Photo source - Malacca: Voices From the Street

Date: 14 March 2012, Wednesday
Time: 6.30pm
Venue: NUS Baba House
Seating capacity is limited to 30 persons
To register, please email
6.30pm – 7pm:  Cocktails
7pm – 8pm:        Talk

Beyond Malacca’s officially designated and Unesco-recognized historical centre, peripheral neighbourhoods represent an important period of the city’s cultural history that is often overlooked. Streets, buildings and surviving trades bear testament to an era of expansion during the inter-war years and renewed optimism following the economic depression of the late 1920s, when Malacca embraced the future in new forms of architecture, commerce, transport and entertainment.
This presentation will look at the places, people and projects of neighbourhoods defined by
Wolferstan Road and Newcome Road, two streets which demonstrate Malacca’s confident stride in the early decades of the twentieth century, and how industry and innovation of the time shaped the city’s way of life.
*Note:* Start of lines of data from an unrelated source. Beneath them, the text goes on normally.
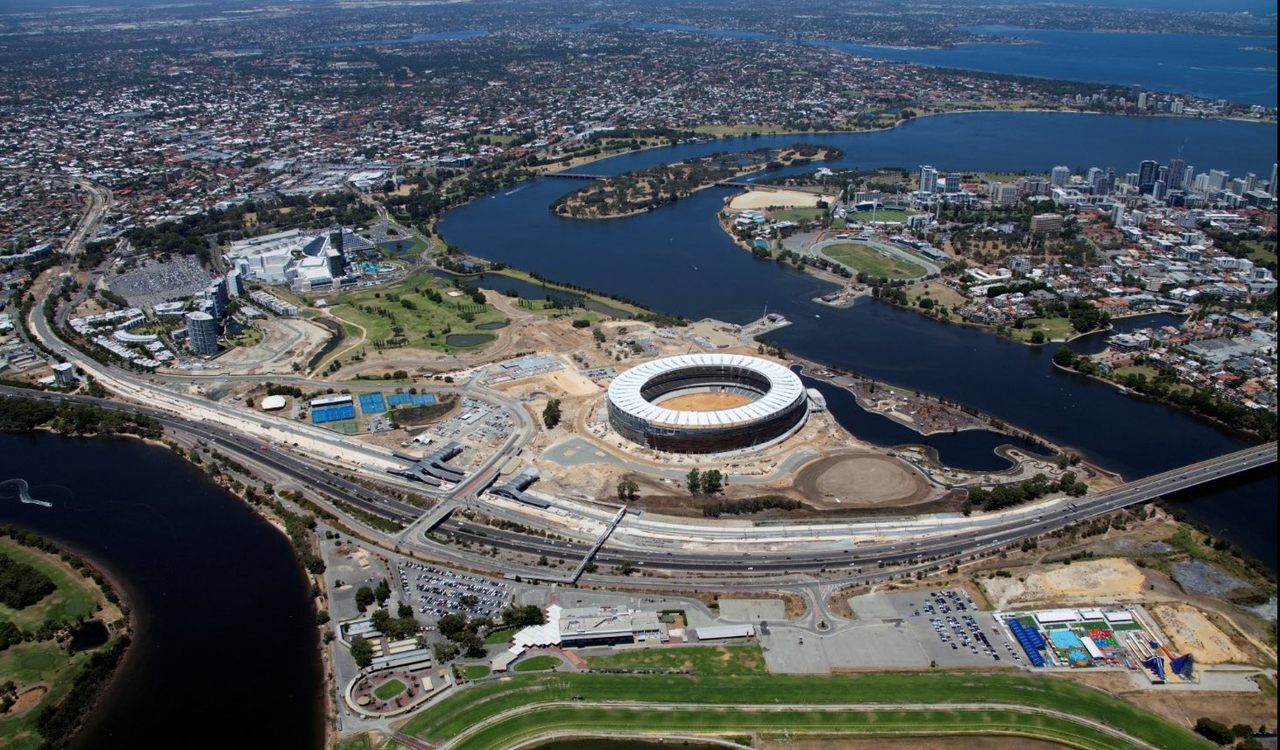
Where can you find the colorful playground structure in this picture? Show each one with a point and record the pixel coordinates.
(1096, 638)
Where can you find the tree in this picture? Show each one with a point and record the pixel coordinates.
(552, 414)
(1214, 731)
(364, 598)
(444, 652)
(361, 652)
(451, 625)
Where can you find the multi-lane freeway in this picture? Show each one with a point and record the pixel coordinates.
(844, 550)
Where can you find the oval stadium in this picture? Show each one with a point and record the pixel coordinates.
(707, 403)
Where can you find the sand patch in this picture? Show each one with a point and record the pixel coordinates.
(860, 481)
(707, 401)
(1191, 631)
(777, 200)
(1084, 582)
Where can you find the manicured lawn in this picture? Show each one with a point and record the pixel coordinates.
(1147, 370)
(885, 215)
(1055, 329)
(499, 636)
(474, 671)
(72, 600)
(940, 293)
(470, 707)
(536, 663)
(421, 323)
(792, 723)
(694, 659)
(871, 261)
(388, 690)
(798, 215)
(357, 742)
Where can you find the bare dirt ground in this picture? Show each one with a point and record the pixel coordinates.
(776, 200)
(284, 342)
(860, 480)
(27, 700)
(1191, 630)
(1180, 705)
(707, 401)
(1086, 582)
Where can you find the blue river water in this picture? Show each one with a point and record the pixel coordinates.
(677, 260)
(1235, 68)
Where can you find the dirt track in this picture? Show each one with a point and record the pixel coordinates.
(705, 401)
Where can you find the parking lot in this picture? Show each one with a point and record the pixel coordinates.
(152, 282)
(899, 630)
(434, 593)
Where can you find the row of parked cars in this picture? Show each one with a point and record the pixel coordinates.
(437, 591)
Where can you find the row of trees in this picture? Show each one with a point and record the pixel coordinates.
(705, 483)
(1032, 489)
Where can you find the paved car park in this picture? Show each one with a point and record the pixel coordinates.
(894, 630)
(434, 591)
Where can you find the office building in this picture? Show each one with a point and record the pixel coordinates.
(218, 298)
(64, 374)
(1174, 174)
(234, 283)
(1146, 175)
(1004, 193)
(928, 179)
(1046, 224)
(202, 333)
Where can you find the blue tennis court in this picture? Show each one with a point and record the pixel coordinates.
(411, 399)
(371, 403)
(333, 414)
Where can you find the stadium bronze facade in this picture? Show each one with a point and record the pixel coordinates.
(762, 402)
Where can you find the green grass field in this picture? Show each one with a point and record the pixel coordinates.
(1055, 329)
(423, 327)
(798, 215)
(536, 664)
(72, 600)
(388, 690)
(467, 708)
(357, 742)
(883, 215)
(474, 671)
(1151, 373)
(868, 260)
(694, 659)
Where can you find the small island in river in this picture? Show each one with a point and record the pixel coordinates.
(644, 190)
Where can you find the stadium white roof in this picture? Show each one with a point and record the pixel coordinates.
(785, 388)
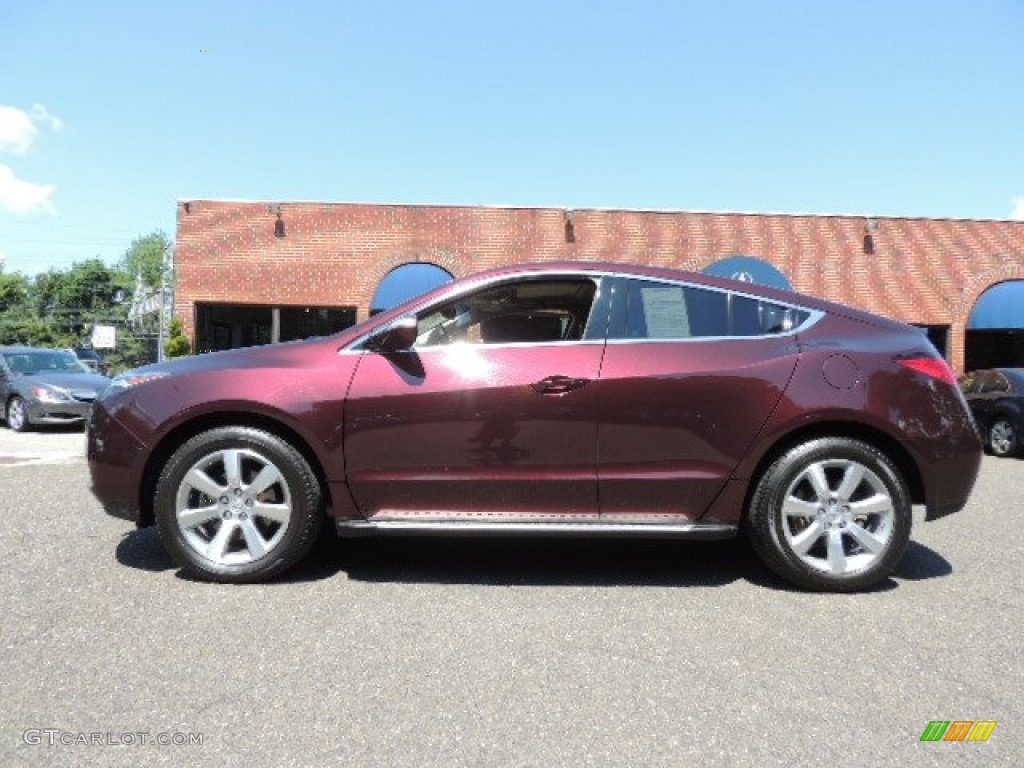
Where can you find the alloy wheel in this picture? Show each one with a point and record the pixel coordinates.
(838, 516)
(233, 506)
(17, 417)
(1003, 437)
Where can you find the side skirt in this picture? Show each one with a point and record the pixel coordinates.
(351, 528)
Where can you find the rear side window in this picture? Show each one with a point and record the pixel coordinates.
(657, 310)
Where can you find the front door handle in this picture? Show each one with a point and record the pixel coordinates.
(558, 384)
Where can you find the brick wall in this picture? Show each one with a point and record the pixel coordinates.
(920, 270)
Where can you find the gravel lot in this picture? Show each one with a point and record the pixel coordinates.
(430, 652)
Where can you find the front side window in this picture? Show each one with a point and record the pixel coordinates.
(534, 311)
(44, 360)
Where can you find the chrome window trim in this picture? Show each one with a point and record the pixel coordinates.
(814, 315)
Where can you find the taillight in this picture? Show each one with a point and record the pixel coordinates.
(933, 367)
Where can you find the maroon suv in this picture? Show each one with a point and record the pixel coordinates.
(564, 399)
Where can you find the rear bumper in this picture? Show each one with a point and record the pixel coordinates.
(949, 483)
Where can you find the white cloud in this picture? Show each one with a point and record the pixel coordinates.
(1018, 209)
(17, 127)
(16, 130)
(24, 197)
(41, 115)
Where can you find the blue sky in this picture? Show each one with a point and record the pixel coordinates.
(111, 112)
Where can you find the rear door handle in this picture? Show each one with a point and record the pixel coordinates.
(558, 384)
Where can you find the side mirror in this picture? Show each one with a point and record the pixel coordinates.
(397, 337)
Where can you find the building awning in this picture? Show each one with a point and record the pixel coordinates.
(1001, 306)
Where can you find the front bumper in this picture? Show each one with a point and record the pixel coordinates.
(67, 412)
(116, 460)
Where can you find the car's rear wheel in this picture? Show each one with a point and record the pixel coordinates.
(832, 515)
(1003, 439)
(238, 505)
(17, 415)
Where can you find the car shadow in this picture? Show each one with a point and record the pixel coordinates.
(141, 549)
(530, 562)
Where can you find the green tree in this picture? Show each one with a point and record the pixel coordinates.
(13, 291)
(177, 345)
(145, 256)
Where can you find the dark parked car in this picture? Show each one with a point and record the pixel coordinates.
(45, 386)
(92, 359)
(564, 398)
(996, 399)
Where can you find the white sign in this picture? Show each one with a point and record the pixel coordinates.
(103, 337)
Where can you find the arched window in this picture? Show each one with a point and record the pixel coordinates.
(408, 282)
(749, 269)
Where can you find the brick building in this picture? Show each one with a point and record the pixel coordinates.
(252, 272)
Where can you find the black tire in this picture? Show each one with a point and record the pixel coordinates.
(858, 516)
(244, 532)
(16, 415)
(1004, 439)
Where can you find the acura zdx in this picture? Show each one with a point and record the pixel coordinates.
(551, 399)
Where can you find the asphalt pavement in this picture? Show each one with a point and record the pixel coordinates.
(456, 652)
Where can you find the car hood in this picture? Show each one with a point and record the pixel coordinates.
(70, 381)
(283, 354)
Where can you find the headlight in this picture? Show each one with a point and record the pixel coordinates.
(50, 394)
(130, 379)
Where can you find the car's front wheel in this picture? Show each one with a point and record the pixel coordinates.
(1003, 439)
(238, 504)
(832, 515)
(17, 415)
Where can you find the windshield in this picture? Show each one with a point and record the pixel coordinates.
(44, 360)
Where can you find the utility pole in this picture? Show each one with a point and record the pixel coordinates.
(167, 263)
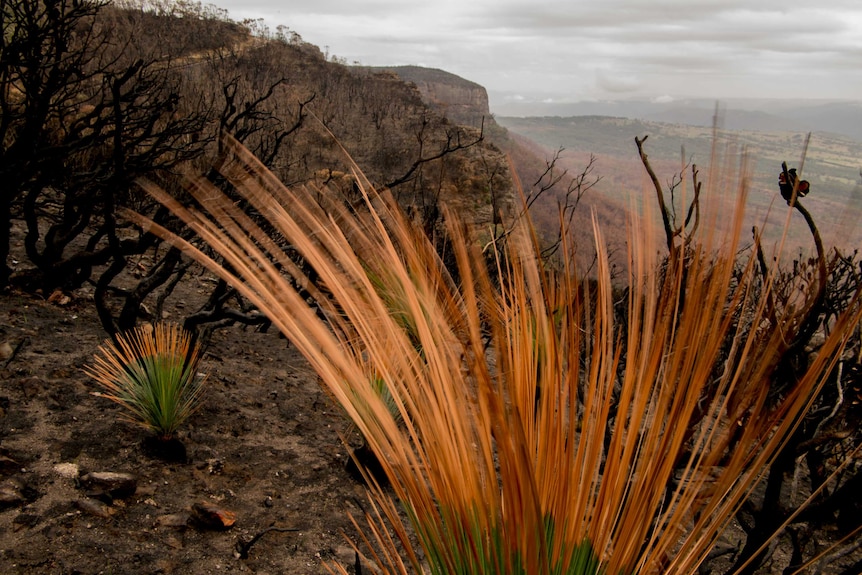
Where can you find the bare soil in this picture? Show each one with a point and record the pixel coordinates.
(266, 446)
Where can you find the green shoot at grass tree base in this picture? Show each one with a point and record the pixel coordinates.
(534, 431)
(153, 373)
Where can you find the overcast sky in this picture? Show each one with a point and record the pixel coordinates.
(595, 49)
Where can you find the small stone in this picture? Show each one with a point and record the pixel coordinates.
(117, 485)
(10, 495)
(27, 520)
(93, 507)
(7, 463)
(211, 516)
(59, 298)
(67, 470)
(175, 520)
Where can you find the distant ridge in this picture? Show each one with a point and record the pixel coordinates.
(843, 118)
(461, 100)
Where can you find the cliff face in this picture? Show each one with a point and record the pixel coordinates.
(462, 101)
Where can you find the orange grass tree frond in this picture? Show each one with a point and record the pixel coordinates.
(525, 428)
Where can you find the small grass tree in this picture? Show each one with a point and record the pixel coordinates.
(152, 372)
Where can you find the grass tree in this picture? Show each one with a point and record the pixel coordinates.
(531, 431)
(152, 372)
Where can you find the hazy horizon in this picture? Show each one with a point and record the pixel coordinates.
(615, 49)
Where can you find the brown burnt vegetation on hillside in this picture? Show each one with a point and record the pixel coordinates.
(95, 96)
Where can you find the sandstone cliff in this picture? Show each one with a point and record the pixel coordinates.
(462, 101)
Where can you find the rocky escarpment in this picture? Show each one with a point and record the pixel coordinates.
(462, 101)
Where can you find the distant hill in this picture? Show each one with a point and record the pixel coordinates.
(843, 118)
(832, 165)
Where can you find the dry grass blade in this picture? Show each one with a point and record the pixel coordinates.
(571, 443)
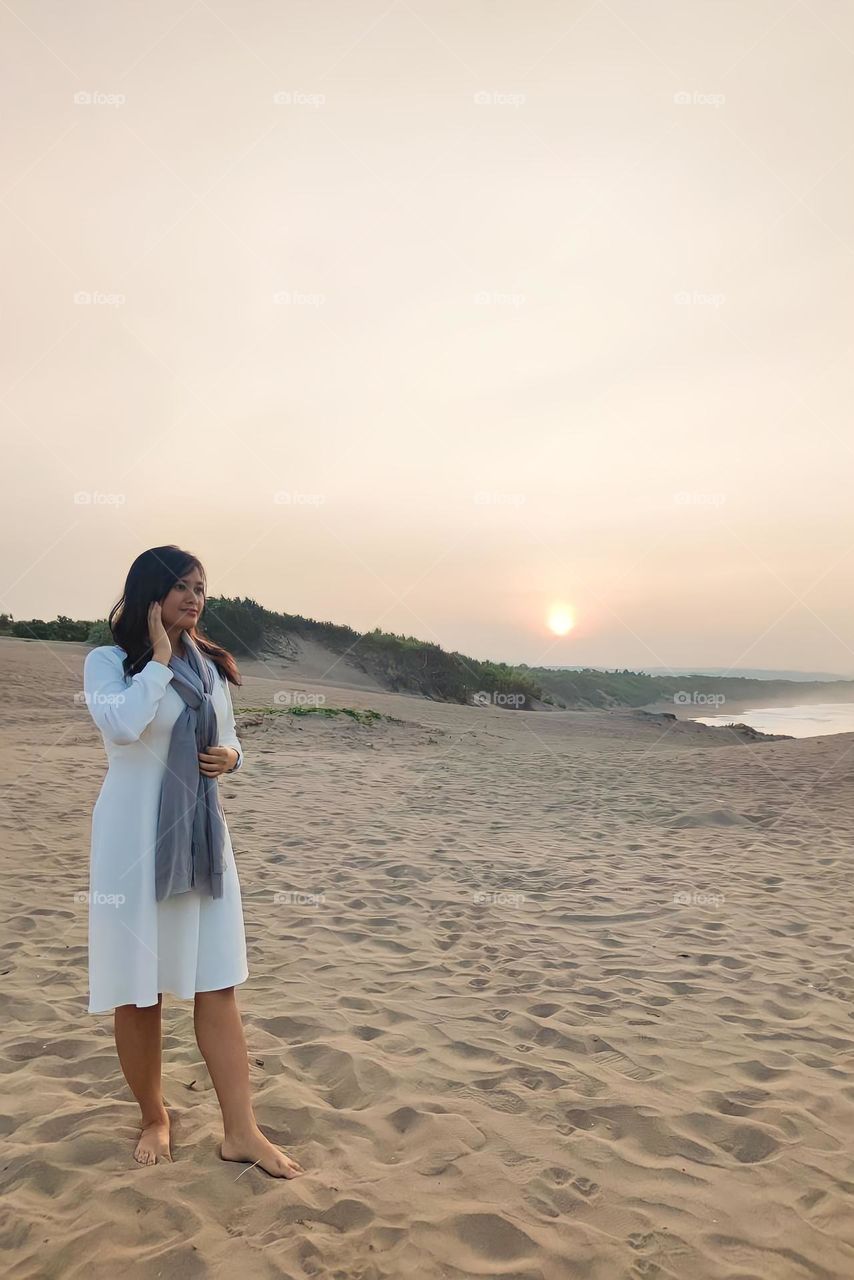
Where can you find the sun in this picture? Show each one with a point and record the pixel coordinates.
(560, 620)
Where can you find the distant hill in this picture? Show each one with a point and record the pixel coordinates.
(330, 652)
(747, 672)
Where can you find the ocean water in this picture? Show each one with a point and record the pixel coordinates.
(809, 721)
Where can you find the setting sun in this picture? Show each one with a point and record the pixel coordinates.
(560, 620)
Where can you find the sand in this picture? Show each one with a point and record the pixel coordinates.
(533, 996)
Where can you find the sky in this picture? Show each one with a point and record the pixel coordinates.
(439, 318)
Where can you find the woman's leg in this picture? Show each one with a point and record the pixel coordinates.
(137, 1041)
(219, 1033)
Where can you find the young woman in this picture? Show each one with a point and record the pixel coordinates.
(165, 908)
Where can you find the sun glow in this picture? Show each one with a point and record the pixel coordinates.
(560, 620)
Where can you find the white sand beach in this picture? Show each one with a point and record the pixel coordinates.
(531, 996)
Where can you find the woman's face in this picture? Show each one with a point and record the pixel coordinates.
(182, 606)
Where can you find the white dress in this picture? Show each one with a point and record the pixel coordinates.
(137, 946)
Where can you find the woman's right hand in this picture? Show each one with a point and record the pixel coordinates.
(160, 643)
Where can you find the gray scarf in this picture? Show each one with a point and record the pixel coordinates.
(191, 826)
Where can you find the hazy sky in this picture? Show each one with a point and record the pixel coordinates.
(434, 315)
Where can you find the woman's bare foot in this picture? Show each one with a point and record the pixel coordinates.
(254, 1148)
(154, 1141)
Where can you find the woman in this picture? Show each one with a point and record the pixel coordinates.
(165, 908)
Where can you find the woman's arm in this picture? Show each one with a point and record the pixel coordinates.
(228, 736)
(122, 711)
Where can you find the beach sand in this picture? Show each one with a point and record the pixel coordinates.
(531, 996)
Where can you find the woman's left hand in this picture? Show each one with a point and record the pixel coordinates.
(217, 759)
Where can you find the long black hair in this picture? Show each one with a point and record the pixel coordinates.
(150, 579)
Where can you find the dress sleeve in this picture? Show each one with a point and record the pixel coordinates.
(122, 711)
(228, 735)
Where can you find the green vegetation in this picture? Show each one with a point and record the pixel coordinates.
(398, 662)
(406, 664)
(35, 629)
(361, 717)
(592, 688)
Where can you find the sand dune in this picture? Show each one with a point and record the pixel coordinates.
(533, 996)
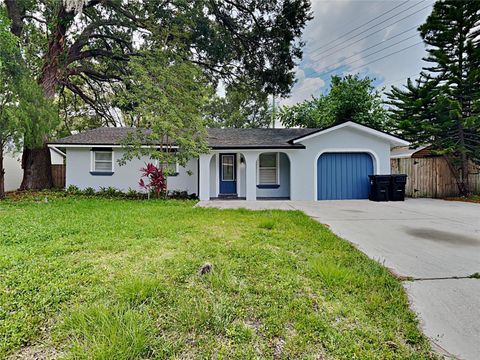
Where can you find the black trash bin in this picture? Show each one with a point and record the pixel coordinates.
(397, 187)
(379, 187)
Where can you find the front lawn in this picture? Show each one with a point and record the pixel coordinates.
(118, 279)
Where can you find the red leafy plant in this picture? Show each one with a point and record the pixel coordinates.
(156, 180)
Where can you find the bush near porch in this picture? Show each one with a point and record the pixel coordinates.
(109, 278)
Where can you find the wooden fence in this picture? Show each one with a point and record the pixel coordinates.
(58, 176)
(431, 177)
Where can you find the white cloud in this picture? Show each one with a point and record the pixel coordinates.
(304, 89)
(333, 19)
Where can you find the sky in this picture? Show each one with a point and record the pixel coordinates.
(351, 36)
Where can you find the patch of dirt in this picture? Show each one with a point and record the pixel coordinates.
(472, 199)
(35, 352)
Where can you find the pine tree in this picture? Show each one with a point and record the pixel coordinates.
(443, 108)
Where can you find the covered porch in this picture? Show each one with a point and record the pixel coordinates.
(245, 174)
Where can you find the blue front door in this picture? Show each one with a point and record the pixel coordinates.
(228, 174)
(343, 176)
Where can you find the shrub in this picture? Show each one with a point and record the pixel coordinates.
(157, 181)
(73, 190)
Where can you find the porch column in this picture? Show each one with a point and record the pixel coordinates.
(251, 175)
(204, 176)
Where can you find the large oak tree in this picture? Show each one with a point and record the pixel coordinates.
(80, 48)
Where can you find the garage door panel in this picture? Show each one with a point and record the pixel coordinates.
(343, 176)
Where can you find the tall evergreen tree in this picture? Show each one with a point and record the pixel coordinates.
(443, 109)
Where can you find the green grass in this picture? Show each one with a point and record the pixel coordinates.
(118, 279)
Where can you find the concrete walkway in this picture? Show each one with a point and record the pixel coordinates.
(435, 242)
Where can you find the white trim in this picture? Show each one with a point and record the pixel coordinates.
(392, 139)
(103, 146)
(92, 161)
(239, 178)
(60, 152)
(217, 174)
(277, 167)
(373, 154)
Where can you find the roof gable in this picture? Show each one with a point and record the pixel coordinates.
(394, 141)
(217, 138)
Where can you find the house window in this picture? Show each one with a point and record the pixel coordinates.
(169, 169)
(268, 169)
(103, 161)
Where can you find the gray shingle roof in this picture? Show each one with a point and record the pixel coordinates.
(217, 138)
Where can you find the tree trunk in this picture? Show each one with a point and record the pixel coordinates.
(37, 169)
(2, 175)
(36, 162)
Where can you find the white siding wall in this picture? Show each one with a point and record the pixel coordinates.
(303, 166)
(124, 177)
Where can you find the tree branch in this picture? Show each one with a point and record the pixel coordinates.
(15, 14)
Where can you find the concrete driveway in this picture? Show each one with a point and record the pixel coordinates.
(435, 243)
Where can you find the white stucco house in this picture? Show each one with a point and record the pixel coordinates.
(296, 164)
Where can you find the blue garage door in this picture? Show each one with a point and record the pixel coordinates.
(343, 176)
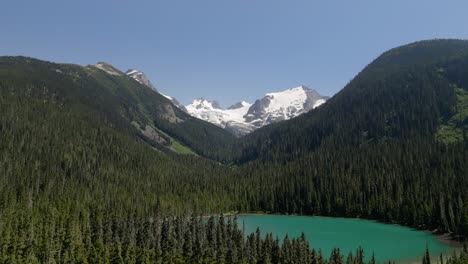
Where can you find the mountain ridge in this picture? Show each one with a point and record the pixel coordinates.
(243, 117)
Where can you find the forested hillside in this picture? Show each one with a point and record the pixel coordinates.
(108, 96)
(89, 169)
(407, 93)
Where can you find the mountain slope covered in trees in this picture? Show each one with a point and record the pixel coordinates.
(108, 95)
(407, 92)
(82, 179)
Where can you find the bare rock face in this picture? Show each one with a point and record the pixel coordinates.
(140, 77)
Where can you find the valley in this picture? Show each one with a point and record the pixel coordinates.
(94, 166)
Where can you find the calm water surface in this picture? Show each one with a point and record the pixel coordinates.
(398, 243)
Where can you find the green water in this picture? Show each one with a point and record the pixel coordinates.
(388, 242)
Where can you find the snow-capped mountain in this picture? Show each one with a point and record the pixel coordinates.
(242, 118)
(140, 77)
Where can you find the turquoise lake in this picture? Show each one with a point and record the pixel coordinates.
(388, 242)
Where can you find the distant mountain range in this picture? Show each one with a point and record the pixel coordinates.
(243, 117)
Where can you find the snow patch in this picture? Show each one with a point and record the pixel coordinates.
(107, 69)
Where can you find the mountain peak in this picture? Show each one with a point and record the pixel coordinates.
(140, 77)
(243, 117)
(239, 105)
(108, 68)
(202, 103)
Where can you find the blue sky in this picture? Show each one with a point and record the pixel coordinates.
(227, 50)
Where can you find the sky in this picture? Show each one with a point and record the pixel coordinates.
(227, 50)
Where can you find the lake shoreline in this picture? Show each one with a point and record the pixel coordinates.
(445, 238)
This talk is held in conjunction with the exhibition Capturing the Straits: Painting and Postcard Views from the 19th and Early 20th Centuries (

About the Speaker
Penang-born Lim Huck Chin studied architecture in England and Australia and has worked on conservation and heritage education-related projects in Malaysia, including the restoration of Malacca’s Cheng Hoon Teng temple and the Model Restoration Project at 8 Heeren Street. He published and co-authored Malacca: Voices from the Street, a study of Malacca’s social history and cultural landscapes. He has served as Council Member of Badan Warisan Malaysia (Heritage Trust of Malaysia) and Penang Heritage Trust, and is currently involved in the National Art Gallery of Singapore as well as cultural projects in Lisbon, Portugal.